Seeger's brush with losing his freedom didn't intimidate him. Over the next several decades, he returned again and again to Washington to headline protest rallies. At the Vietnam Mortatorium Day protest in 1969, he showed up to lead the crowd in a sing-along. (Oddly, instead of choosing one of his own songs, he opted to appeal to a younger generation by picking John Lennon's "Give Peace a Chance," which he'd only heard for the first time a few days before, and admittedly didn't actually like that much).  In 1978, Seeger performed in front of the White House at a rally calling for freedom for the "Wilmington 10," a group of mostly African-American civil rights activists who were convicted of firebombing a grocery in North Carolina in 1971 and sent to prison, even after some witnesses in the case recanted their testimony. (In 2013, the 10 were pardoned by North Carolina Gov. Beverly Purdue.) Two years later, he headlined a rally in opposition to nuclear power. In 1985, he entertained at yet another rally, this one in opposition to the Reagan Administration's covert war in Nicaragua and support of the Apartheid regime in South Africa.
 
But probably to his own surprise, Seeger eventually came be accepted in Washington. In 1994, he was honored at Kennedy Center, where Arlo Guthrie, Joan Baez and Roger McGuinn of The Byrds performed his songs, and President Clinton proclaimed him "an inconvenient artist who dared to sing things as he saw them" and noted that his blacklisting following his Congressional testimony was "a badge of honor." (Seeger himself speculated that "they decided to give the award to me for my music, and try to ignore my politics.")
 

In 2009, Seeger appeared at a concert held at the Lincoln Memorial to honor incoming President Barack Obama. Joined by Bruce Springsteen, Seeger led the crowd in a rendition of Woody Guthrie's "This Land is Your Land." Even the President-elect himself joined in the singing.

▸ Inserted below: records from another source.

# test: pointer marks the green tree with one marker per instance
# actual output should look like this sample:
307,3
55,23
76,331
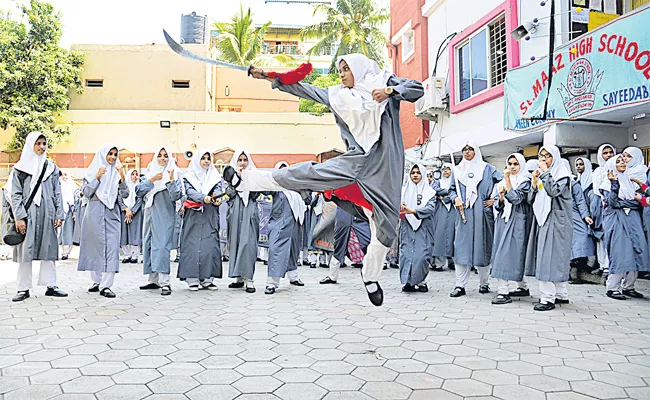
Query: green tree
353,26
239,42
35,73
322,81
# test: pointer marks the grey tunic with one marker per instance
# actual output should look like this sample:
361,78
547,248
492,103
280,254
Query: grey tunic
511,238
473,240
243,234
284,243
41,242
625,241
443,223
200,247
583,243
159,226
549,247
378,172
415,246
99,249
132,233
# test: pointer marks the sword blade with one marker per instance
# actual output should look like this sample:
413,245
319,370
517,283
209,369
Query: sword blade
180,50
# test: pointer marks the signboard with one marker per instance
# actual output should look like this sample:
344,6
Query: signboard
602,70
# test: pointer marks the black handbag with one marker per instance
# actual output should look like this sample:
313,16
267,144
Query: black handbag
13,237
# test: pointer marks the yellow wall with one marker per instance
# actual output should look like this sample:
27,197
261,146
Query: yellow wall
139,131
139,77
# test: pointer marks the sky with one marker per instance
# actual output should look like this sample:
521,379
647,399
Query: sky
142,21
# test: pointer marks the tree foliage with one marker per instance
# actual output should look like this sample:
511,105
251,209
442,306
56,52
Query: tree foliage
352,26
35,73
322,81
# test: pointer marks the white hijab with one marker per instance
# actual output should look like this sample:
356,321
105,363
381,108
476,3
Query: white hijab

But as the longtime rebel singer ascended to the apex of Washington respectability, he made sure to include two additional verses of Guthrie's song, ones that pointed out a line of impoverished Americans in a Depression-era welfare line. "As they stood there hungry, I stood there asking, Is this land made for you and me?" Seeger sang. He was a man who could not resist speaking truth to power.